Notes on building a small mixture-of-experts from scratch

A walkthrough of training a tiny MoE on a single GPU: routing collapse, load-balancing losses, and what the literature glosses over.

Most MoE write-ups assume you’re training at scale. The interesting problems — routing collapse, expert specialization, load balancing under capacity constraints — show up just as clearly at small scale, where you can actually run the experiments in an afternoon. This post walks through building a tiny MoE (8 experts, top-2 routing) on a single GPU, with notes on what the literature glosses over.

Architecture setup

The setup is straightforward: a transformer with 8 feed-forward experts, a learned router that selects the top-2 experts per token, and a gating mechanism that combines expert outputs. The total parameter count is roughly equivalent to a 2x dense model of the same hidden dimension, but only a fraction of the parameters are active for any given forward pass.

The router is the most interesting piece. It’s a small linear layer that projects the token embedding to an 8-dimensional logit vector, followed by a softmax to produce routing weights. During top-2 routing, we select the two experts with the highest routing weights and compute the output as a weighted sum of their contributions.

Routing collapse

The first thing you’ll hit is routing collapse, where the router learns to send all tokens to the same 1-2 experts while the others atrophy. This happens because the router and the experts are optimized jointly — the router gets positive feedback for sending tokens to experts that are already well-trained, creating a snowball effect.

The literature recommends load-balancing losses as the remedy. The standard approach adds an auxiliary loss that penalizes imbalanced routing by measuring the coefficient of variation of expert utilization across a batch. In practice, I found this needs careful tuning: too weak and collapse still happens, too strong and the router becomes essentially random, defeating the purpose of having specialized experts.

I ended up using a variant of the Switch Transformer’s load-balancing loss with a temperature parameter that anneals over training. This lets the router specialize early while preventing collapse as training progresses.

Expert specialization

With routing collapse under control, the next phenomenon is expert specialization. Different experts do learn different functions, but not always in the way you’d expect. In my experiments, experts tended to specialize along token-frequency lines rather than semantic categories — one expert handles rare tokens, another handles common tokens, and a third acts as a general-purpose fallback.

This is consistent with what larger MoE papers have observed, but it’s much easier to verify at small scale. I added logging for per-expert token assignments and found that the specialization patterns emerge within the first few hundred training steps and remain largely stable afterward.

The practical implication is that capacity planning for experts matters. If one expert handles 40% of tokens and another handles 5%, the underutilized expert is essentially wasted capacity. The load-balancing loss helps, but it can only do so much without degrading overall model performance.

What the literature glosses over

Three things stood out that papers tend to hand-wave:

First, batch construction matters a lot. Because different tokens route to different experts, the effective batch size per expert varies dynamically. Padding or dropping tokens at expert boundaries creates training instability that’s rarely discussed.

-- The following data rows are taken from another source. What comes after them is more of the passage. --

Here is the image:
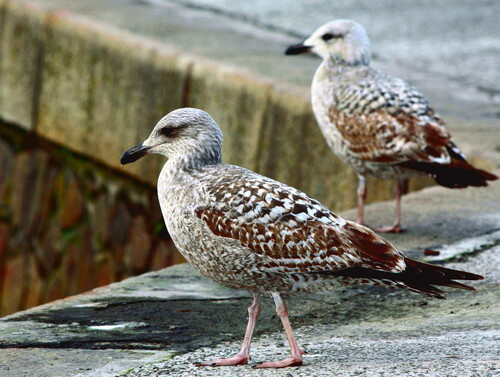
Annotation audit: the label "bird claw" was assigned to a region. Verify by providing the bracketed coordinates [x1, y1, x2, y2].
[194, 354, 249, 367]
[253, 357, 302, 369]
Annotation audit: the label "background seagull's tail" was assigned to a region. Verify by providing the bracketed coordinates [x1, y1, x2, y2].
[399, 159, 498, 188]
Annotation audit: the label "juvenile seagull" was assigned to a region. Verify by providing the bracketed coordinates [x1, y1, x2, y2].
[285, 20, 497, 232]
[121, 108, 482, 368]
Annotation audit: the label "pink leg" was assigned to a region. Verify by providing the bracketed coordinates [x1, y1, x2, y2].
[196, 295, 260, 367]
[254, 293, 304, 368]
[375, 180, 408, 233]
[356, 175, 366, 225]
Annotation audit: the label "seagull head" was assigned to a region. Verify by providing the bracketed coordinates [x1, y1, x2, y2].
[285, 20, 371, 65]
[120, 107, 222, 165]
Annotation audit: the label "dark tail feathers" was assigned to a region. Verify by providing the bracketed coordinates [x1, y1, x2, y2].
[333, 258, 483, 299]
[399, 159, 498, 188]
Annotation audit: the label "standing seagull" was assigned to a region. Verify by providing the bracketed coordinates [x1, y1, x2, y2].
[120, 108, 482, 368]
[285, 20, 497, 233]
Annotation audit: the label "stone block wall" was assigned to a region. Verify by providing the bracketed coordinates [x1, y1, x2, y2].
[0, 123, 183, 315]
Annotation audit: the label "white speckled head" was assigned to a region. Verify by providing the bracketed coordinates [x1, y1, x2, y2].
[303, 20, 371, 65]
[121, 107, 222, 166]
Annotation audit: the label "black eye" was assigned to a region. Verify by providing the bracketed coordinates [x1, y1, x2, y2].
[321, 33, 342, 42]
[160, 127, 184, 138]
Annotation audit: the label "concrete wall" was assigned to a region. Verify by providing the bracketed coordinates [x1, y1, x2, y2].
[0, 0, 434, 314]
[0, 0, 430, 210]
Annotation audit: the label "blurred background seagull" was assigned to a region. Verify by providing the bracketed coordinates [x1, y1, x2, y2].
[120, 108, 482, 368]
[285, 20, 497, 232]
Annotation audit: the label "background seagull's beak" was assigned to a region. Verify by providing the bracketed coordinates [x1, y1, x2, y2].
[120, 143, 151, 165]
[285, 42, 312, 55]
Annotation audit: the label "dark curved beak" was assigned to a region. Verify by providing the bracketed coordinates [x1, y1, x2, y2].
[285, 42, 312, 55]
[120, 143, 151, 165]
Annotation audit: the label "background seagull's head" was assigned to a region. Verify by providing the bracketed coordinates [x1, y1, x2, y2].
[285, 20, 371, 65]
[120, 107, 222, 165]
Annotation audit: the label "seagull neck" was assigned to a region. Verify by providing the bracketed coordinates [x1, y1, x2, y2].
[165, 151, 221, 175]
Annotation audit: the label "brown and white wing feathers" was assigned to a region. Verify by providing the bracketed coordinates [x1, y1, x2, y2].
[195, 167, 405, 273]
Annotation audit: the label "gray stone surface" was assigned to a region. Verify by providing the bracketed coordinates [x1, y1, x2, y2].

Second, expert dropout interacts badly with routing. If you drop out an expert’s weights during training, the router suddenly needs to redistribute those tokens, creating a sharp gradient signal that can destabilize the router. Expert dropout needs careful scheduling.

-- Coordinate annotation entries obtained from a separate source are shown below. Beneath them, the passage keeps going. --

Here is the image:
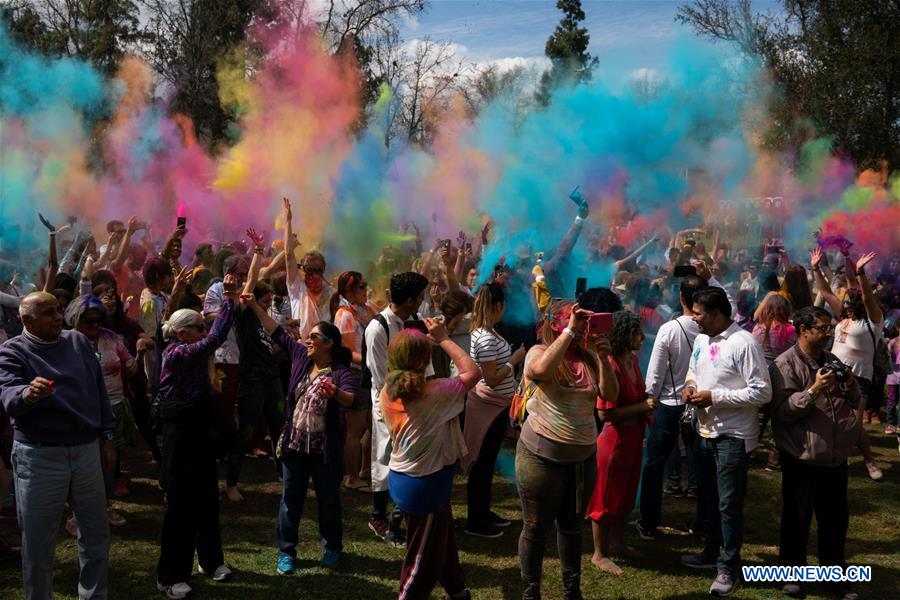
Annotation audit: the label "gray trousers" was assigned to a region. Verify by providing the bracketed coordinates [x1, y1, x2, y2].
[12, 442, 109, 600]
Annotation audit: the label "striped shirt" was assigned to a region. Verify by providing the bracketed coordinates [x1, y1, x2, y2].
[470, 328, 516, 398]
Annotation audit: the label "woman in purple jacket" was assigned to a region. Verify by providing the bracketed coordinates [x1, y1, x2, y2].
[157, 275, 237, 599]
[241, 294, 358, 575]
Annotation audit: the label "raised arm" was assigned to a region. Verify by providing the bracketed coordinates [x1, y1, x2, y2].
[281, 198, 300, 288]
[856, 252, 884, 323]
[425, 318, 481, 392]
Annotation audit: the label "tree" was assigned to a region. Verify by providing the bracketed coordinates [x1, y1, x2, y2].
[676, 0, 900, 168]
[537, 0, 597, 106]
[2, 0, 144, 75]
[143, 0, 266, 144]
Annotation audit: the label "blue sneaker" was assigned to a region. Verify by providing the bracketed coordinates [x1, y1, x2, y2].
[319, 548, 341, 569]
[275, 552, 296, 575]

Third, evaluation requires dense baselines. It’s easy to claim MoE wins when comparing to a poorly-tuned dense model. A proper comparison needs a dense baseline trained with the same compute budget, not the same parameter count.

Results

On a small language modeling benchmark (50M tokens, 8-layer transformer, 8 experts), the MoE variant achieved 15% lower perplexity than the equivalent dense model at the same FLOP budget. The gain comes almost entirely from the increased parameter count — more total knowledge stored across experts — while maintaining similar inference throughput.

The code is straightforward enough to run on a single RTX 3090 in under an hour. If you haven’t played with MoE training before, I’d recommend starting here rather than jumping straight to a large-scale implementation. The failure modes are the same, but the iteration speed is orders of magnitude faster.